More than four-fifths of respondents reject the idea of educating children with "mild mental disabilities" in mainstream classes. On the other hand, more than two-thirds of respondents said they agree with the integration of children with physical disabilities.
Approximately 1 000 people aged 15 and older were surveyed in September. More than 60 % of the respondents agreed that Romani children should be educated in mainstream classes - 24 % said they "definitely" should be and 38 % said they "probably" should be.
More than 30 % of respondents, however, do not want Romani children to be educated in mainstream classes - 21 % are "probably" against in and 13 % are "definitely" against it, with 4 % saying they did not know how to answer the question. Approximately 80 % of respondents agreed with the existence of primary schools that have expanded instruction, the existence of special schools for disabled pupils, and the existence of so-called "practical primary schools", where children with "mild mental disabilities" in particular are educated.

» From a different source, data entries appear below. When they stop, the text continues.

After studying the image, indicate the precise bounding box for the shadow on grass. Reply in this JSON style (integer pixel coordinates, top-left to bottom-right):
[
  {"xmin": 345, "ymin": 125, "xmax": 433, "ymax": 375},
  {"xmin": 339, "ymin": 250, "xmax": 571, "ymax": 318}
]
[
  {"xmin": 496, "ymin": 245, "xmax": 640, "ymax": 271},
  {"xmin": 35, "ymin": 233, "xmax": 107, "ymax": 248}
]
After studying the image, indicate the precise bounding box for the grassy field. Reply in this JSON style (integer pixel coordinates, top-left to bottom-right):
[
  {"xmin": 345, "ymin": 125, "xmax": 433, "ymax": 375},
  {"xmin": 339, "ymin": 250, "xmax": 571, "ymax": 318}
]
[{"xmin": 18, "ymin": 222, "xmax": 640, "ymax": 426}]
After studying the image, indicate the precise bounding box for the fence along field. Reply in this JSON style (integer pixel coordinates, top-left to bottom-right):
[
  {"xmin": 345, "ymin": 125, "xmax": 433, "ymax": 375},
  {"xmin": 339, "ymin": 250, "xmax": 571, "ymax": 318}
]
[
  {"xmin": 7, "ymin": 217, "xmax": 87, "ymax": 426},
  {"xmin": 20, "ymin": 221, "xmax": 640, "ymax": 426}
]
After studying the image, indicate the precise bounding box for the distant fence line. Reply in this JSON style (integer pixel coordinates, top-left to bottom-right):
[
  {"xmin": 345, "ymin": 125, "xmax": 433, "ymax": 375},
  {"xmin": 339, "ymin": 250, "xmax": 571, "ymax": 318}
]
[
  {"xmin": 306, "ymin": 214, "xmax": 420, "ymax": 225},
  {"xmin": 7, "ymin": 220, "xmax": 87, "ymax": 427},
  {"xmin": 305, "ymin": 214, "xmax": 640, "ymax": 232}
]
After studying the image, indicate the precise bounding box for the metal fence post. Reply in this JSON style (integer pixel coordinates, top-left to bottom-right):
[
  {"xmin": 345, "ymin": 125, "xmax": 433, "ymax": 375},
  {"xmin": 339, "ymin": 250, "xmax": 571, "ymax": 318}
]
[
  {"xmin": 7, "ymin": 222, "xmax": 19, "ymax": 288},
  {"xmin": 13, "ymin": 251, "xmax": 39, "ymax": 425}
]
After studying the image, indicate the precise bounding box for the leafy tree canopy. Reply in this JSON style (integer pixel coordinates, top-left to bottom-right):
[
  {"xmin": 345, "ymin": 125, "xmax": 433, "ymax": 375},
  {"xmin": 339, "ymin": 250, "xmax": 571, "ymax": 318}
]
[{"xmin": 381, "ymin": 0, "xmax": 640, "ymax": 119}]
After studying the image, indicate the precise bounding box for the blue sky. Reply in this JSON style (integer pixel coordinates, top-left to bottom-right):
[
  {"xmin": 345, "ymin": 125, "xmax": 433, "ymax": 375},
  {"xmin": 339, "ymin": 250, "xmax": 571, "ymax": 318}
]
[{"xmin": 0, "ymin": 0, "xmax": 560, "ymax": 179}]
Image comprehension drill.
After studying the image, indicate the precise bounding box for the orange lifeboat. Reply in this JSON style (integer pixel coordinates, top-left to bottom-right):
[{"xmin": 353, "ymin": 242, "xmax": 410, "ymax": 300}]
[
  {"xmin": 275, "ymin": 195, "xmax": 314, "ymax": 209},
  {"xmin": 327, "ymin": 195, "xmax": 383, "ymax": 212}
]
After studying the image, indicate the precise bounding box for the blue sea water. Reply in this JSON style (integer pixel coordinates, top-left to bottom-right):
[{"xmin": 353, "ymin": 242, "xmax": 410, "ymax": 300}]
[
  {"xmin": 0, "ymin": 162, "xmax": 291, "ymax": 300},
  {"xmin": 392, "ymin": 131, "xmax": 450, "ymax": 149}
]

The least support for a particular kind of school was expressed for the multi-year college preparatory high schools, but 70 % of respondents still expressed agreement with them. Compared to 2014, opinions about the differentiation of primary schools have practically not changed at all.
While the degree of education that the respondents themselves had achieved did not play a role when it came to their opinions about the "practical" and "special" schools, college-educated respondents expressed the most support for the multi-year college preparatory high schools and for the primary schools with expanded instruction. A negative attitude persists on the issue of educating children with "mild mental disabilities" in mainstream classes.
Only 15 % of respondents agree with that idea, compared to 13 % of respondents in 2014. Respondents also mostly disagreed that children with hearing and visual impairment should be integrated into mainstream education.
Respondents expressed agreement with educating children with physical handicaps, exceptionally gifted pupils, and foreign nationals in mainstream classes. In comparison with the poll conducted two years ago, support for educating foreign nationals in mainstream schools has fallen.
This year 70 % of respondents agreed with that idea compared to 78 % in 2014. The authors of the survey see a possible explanation as being the changes in the societal atmosphere caused by the migration crisis.
Unequivocal support for the integration of children living with physical disabilities has undergone a similar change. Two years ago, 33 % of respondents expressed definite agreement with that idea, compared to 24 % of respondents this year.
The overall proportion of positive responses to the idea of mainstreaming physically disabled children fell from 73 to 69 %. Unequivocal disagreement with the mainstreaming of children with "mild mental disabilities" has also risen.
The authors of the survey explain these changes as due to the boisterous debates around the innovations that began to apply as of September with respect to the approach being taken toward educating most children together. CVVM says further developments will depend on what kind of experiences those innovations generate.